A topological data analysis library.
Core algorithm written in Scala, using Apache Spark.
Executed in a Jupyter notebook, using the Apache Toree kernel and declarative widgets.
Graphs rendered with Sigma/Linkurious, wrapped in a Polymer component.
In [1]:
%AddDeps org.apache.spark spark-mllib_2.10 1.6.2 --repository file:/Users/tmo/.m2/repository
%AddDeps org.scalanlp breeze_2.10 0.11.2 --transitive
%AddDeps org.scalanlp breeze-natives_2.10 0.11.2
%AddDeps org.scalanlp breeze-macros_2.10 0.11.2
%AddDeps com.github.haifengl smile-core 1.2.0 --transitive
%AddDeps com.github.karlhigley spark-neighbors_2.10 0.3.6-FORK --repository file:/Users/tmo/.m2/repository
%AddDeps io.reactivex rxscala_2.10 0.26.1 --transitive --repository file:/Users/tmo/.m2/repository
%AddDeps com.softwaremill.quicklens quicklens_2.10 1.4.4 --repository file:/Users/tmo/.m2/repository
%AddDeps org.tmoerman plongeur-spark_2.10 0.3.51 --repository file:/Users/tmo/.m2/repository
In [2]:
%addjar http://localhost:8888/nbextensions/declarativewidgets/declarativewidgets.jar
In [3]:
import rx.lang.scala.{Observer, Subscription, Observable}
import rx.lang.scala.subjects.PublishSubject
import rx.lang.scala.subjects._
import org.apache.commons.lang.StringUtils.trim
import org.apache.spark.SparkContext
import org.apache.spark.mllib.linalg.Vectors.dense
import org.apache.spark.rdd.RDD
import org.joda.time.DateTime
import org.tmoerman.plongeur.tda.TDAMachine
import org.tmoerman.plongeur.tda.Distances._
import org.tmoerman.plongeur.tda.Model._
import org.tmoerman.plongeur.tda.Filters._
import org.tmoerman.plongeur.tda.cluster.Clustering._
import org.tmoerman.plongeur.tda.cluster.Scale._
import org.tmoerman.plongeur.tda.Colour._
import org.tmoerman.plongeur.tda.Brewer
import org.tmoerman.plongeur.tda.LSH.LSHParams
import org.tmoerman.plongeur.tda.Model.{DataPoint, TDAContext, dp}
import org.tmoerman.plongeur.tda.knn.FastKNN.FastKNNParams
import org.tmoerman.plongeur.tda.knn.SampledKNN.SampledKNNParams
import org.tmoerman.plongeur.tda.knn.{FastKNN, SampledKNN, _}
import org.tmoerman.plongeur.util.RDDFunctions._
import org.tmoerman.plongeur.util.TimeUtils.time
import org.tmoerman.plongeur.tda.geometry.Laplacian._
import breeze.stats.distributions._
import org.apache.spark.mllib.linalg.SparseMatrix
In [4]:
import declarativewidgets._
initWidgets
import declarativewidgets.WidgetChannels.channel
In [5]:
import java.util.concurrent.atomic.AtomicReference
case class SubRef(val ref: AtomicReference[Option[Subscription]] = new AtomicReference[Option[Subscription]](None)) extends Serializable {
def update(sub: Subscription): Unit = ref.getAndSet(Option(sub)).foreach(old => old.unsubscribe())

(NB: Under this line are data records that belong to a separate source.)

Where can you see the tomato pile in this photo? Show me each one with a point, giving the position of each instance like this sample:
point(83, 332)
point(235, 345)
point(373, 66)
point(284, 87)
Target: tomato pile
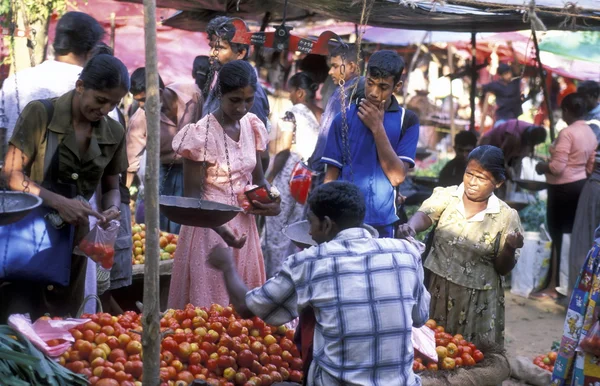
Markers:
point(167, 243)
point(213, 344)
point(453, 351)
point(546, 361)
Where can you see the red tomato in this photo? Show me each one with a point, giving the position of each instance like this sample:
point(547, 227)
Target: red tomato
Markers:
point(468, 360)
point(478, 356)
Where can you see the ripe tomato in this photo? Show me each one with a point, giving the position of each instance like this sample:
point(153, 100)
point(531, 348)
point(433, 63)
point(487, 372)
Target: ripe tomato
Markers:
point(468, 360)
point(478, 356)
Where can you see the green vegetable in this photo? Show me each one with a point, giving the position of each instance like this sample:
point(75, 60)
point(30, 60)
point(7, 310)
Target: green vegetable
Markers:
point(22, 364)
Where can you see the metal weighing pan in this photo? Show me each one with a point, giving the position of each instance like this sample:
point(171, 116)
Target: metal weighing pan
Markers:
point(298, 232)
point(196, 212)
point(14, 206)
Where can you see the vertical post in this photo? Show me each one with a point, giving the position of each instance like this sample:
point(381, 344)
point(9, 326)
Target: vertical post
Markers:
point(451, 67)
point(112, 30)
point(544, 84)
point(151, 318)
point(473, 77)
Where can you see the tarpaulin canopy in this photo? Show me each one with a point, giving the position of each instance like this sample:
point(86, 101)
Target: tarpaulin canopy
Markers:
point(435, 15)
point(555, 63)
point(573, 45)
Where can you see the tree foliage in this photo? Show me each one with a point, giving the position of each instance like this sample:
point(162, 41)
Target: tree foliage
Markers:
point(35, 12)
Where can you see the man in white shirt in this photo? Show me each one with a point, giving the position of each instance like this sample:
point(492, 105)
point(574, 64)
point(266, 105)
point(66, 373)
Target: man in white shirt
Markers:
point(77, 34)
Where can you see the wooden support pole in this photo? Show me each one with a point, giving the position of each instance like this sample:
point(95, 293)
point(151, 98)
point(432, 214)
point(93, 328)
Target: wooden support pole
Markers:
point(451, 112)
point(544, 88)
point(473, 78)
point(112, 30)
point(151, 311)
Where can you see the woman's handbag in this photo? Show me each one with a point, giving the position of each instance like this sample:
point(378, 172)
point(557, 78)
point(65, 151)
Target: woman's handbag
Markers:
point(39, 247)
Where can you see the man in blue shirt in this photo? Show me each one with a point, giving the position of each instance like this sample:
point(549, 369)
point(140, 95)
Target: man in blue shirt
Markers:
point(343, 55)
point(379, 145)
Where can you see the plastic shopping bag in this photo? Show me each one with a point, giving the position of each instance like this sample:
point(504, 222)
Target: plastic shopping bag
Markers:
point(423, 339)
point(44, 331)
point(531, 272)
point(99, 244)
point(528, 172)
point(591, 343)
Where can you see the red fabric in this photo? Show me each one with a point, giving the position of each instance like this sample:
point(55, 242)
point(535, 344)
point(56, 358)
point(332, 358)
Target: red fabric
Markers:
point(305, 333)
point(176, 48)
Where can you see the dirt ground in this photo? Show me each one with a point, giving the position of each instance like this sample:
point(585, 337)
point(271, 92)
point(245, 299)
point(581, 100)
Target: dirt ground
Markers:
point(531, 327)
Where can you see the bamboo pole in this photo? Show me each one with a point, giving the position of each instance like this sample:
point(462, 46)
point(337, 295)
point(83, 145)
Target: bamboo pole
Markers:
point(412, 65)
point(112, 30)
point(473, 78)
point(544, 84)
point(151, 313)
point(451, 67)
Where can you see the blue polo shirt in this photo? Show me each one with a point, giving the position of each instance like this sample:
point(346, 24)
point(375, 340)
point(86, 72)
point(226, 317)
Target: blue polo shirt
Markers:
point(402, 129)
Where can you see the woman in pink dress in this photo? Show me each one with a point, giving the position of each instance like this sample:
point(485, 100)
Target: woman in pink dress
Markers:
point(220, 155)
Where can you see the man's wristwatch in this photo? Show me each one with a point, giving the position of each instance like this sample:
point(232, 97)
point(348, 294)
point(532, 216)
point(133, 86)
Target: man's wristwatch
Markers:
point(114, 206)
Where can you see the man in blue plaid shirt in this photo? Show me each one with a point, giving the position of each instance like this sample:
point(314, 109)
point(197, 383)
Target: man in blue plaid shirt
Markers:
point(366, 294)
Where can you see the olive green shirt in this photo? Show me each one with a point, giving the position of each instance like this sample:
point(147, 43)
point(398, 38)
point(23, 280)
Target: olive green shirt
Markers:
point(464, 249)
point(107, 153)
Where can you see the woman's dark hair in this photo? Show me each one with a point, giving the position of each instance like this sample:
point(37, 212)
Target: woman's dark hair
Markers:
point(575, 104)
point(349, 52)
point(200, 70)
point(491, 158)
point(138, 81)
point(222, 27)
point(235, 75)
point(77, 33)
point(105, 72)
point(386, 63)
point(341, 201)
point(304, 81)
point(103, 48)
point(316, 66)
point(589, 87)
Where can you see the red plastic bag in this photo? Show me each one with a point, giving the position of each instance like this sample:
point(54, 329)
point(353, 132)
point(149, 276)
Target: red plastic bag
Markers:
point(591, 343)
point(256, 193)
point(45, 330)
point(99, 244)
point(423, 340)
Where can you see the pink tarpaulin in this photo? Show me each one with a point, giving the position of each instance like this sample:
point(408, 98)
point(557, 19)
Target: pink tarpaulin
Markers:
point(176, 48)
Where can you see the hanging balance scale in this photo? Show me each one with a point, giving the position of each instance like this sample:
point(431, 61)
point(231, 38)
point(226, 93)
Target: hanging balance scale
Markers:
point(198, 212)
point(14, 205)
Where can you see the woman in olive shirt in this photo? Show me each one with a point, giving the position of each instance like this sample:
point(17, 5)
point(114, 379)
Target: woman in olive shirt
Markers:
point(91, 151)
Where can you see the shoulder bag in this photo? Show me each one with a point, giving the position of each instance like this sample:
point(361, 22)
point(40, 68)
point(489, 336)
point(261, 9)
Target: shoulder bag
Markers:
point(38, 248)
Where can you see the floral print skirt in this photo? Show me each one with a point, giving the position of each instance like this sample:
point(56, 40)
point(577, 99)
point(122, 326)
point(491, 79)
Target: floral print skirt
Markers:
point(478, 315)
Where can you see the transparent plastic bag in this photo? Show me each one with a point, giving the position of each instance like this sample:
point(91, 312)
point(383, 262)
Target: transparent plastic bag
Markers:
point(99, 244)
point(43, 332)
point(591, 342)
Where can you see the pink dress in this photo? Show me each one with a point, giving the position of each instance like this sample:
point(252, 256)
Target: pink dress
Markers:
point(193, 280)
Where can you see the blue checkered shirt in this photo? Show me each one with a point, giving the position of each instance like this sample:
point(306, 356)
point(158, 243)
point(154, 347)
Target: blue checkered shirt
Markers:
point(366, 294)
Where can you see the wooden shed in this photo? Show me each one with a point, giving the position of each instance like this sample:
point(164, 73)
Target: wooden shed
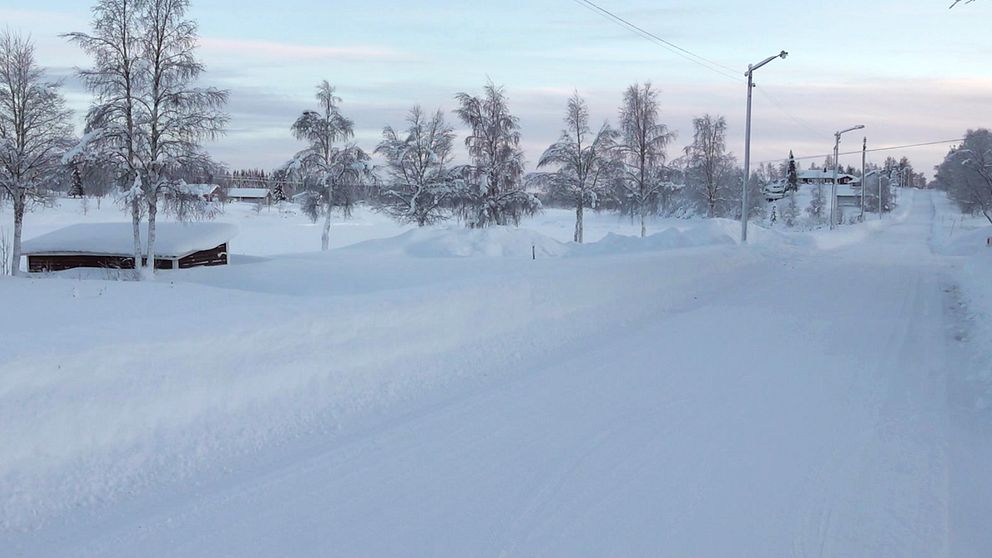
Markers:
point(111, 246)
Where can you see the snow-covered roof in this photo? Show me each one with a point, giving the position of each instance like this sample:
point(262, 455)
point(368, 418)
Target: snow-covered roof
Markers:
point(821, 174)
point(848, 190)
point(257, 193)
point(199, 189)
point(172, 240)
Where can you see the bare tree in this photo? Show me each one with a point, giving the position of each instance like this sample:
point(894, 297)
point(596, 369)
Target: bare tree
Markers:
point(966, 173)
point(584, 160)
point(111, 136)
point(35, 131)
point(331, 173)
point(420, 187)
point(709, 167)
point(643, 186)
point(149, 117)
point(175, 115)
point(494, 193)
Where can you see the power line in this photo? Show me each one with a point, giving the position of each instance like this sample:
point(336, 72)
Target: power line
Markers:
point(781, 107)
point(891, 148)
point(670, 46)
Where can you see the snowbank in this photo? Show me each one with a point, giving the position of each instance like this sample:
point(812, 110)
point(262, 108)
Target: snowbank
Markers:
point(171, 239)
point(457, 242)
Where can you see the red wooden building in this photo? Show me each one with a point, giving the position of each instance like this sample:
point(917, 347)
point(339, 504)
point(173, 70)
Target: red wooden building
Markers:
point(111, 246)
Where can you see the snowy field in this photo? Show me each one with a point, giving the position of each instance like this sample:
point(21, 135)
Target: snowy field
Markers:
point(440, 393)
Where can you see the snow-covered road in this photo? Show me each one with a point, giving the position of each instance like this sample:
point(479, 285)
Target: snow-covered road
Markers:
point(788, 405)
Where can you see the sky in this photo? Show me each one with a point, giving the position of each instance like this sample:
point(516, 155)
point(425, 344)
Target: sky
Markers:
point(911, 72)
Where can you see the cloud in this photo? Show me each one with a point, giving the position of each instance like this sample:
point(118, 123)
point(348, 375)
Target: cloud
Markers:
point(269, 51)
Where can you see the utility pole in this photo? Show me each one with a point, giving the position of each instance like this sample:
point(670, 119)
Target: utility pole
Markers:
point(864, 184)
point(747, 141)
point(833, 187)
point(880, 193)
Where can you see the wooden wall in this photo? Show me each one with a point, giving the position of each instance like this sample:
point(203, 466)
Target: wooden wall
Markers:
point(38, 263)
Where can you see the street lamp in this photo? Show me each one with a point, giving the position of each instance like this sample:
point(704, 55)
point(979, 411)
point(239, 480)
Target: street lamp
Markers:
point(747, 140)
point(833, 187)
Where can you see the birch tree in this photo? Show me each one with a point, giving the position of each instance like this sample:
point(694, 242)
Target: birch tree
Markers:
point(149, 116)
point(643, 187)
point(331, 173)
point(709, 166)
point(35, 131)
point(493, 192)
point(419, 188)
point(111, 123)
point(966, 173)
point(584, 159)
point(175, 114)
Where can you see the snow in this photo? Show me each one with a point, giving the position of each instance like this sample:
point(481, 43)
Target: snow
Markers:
point(461, 242)
point(248, 193)
point(200, 190)
point(438, 393)
point(172, 240)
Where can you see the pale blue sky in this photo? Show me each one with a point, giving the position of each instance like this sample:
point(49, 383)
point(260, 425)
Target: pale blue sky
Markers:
point(910, 71)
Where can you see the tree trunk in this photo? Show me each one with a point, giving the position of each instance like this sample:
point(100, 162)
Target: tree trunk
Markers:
point(15, 253)
point(578, 222)
point(136, 230)
point(148, 270)
point(644, 228)
point(325, 238)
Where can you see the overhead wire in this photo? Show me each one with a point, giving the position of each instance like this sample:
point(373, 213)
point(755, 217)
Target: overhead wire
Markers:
point(875, 150)
point(702, 61)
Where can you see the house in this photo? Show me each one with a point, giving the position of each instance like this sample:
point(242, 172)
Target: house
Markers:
point(205, 192)
point(249, 194)
point(824, 176)
point(111, 245)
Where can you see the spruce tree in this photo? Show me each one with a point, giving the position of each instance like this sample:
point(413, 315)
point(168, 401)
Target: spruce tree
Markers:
point(76, 189)
point(793, 176)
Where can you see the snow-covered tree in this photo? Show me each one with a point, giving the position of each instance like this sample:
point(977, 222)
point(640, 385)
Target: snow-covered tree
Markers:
point(966, 173)
point(35, 132)
point(584, 160)
point(111, 123)
point(175, 114)
point(817, 208)
point(492, 191)
point(643, 186)
point(710, 169)
point(333, 175)
point(792, 176)
point(278, 193)
point(790, 213)
point(876, 180)
point(76, 189)
point(420, 187)
point(149, 116)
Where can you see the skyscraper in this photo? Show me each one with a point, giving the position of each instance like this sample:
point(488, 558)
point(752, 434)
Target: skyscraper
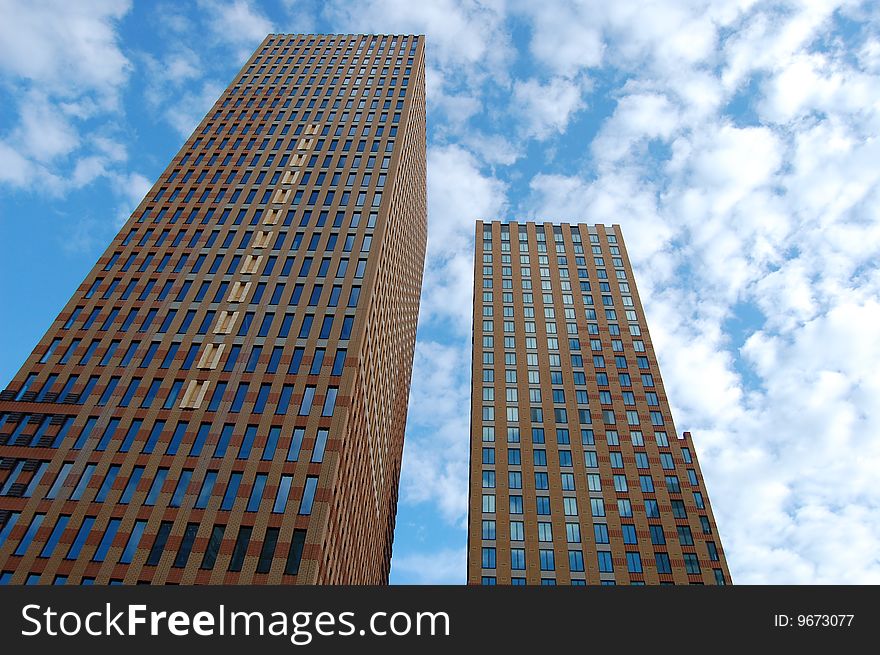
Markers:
point(577, 473)
point(223, 399)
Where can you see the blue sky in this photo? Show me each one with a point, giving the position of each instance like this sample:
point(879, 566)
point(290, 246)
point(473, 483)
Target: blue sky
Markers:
point(735, 142)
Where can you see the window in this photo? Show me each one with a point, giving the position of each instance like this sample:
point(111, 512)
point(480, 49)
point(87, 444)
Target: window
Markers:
point(106, 540)
point(691, 563)
point(80, 539)
point(137, 531)
point(308, 498)
point(213, 547)
point(294, 555)
point(240, 549)
point(54, 537)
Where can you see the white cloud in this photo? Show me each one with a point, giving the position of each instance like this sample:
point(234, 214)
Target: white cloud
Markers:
point(435, 456)
point(458, 195)
point(238, 23)
point(548, 107)
point(63, 62)
point(68, 48)
point(446, 566)
point(781, 214)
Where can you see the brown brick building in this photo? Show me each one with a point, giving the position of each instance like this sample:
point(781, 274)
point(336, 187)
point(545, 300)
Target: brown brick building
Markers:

def reset(): Unit = update(null)
}
In [6]:
%%html
<link rel='import' href='urth_components/paper-slider/paper-slider.html'
is='urth-core-import' package='PolymerElements/paper-slider'>
<link rel='import' href='urth_components/paper-button/paper-button.html'
is='urth-core-import' package='PolymerElements/paper-button'>
<link rel='import' href='urth_components/plongeur-graph/plongeur-graph.html'
is='urth-core-import' package='tmoerman/plongeur-graph'>
<link rel='import' href='urth_components/urth-viz-scatter/urth-viz-scatter.html' is='urth-core-import'>
Out[6]:
Keep references to Rx subscriptions apart.
In [7]:
val in$_subRef = SubRef()
Instantiate a PublishSubject. This stream of TDAParams instances represents the input of a TDAMachine. The PublishSubject listens to changes and sets these to the channel "ch_TDA_1" under the "params" key.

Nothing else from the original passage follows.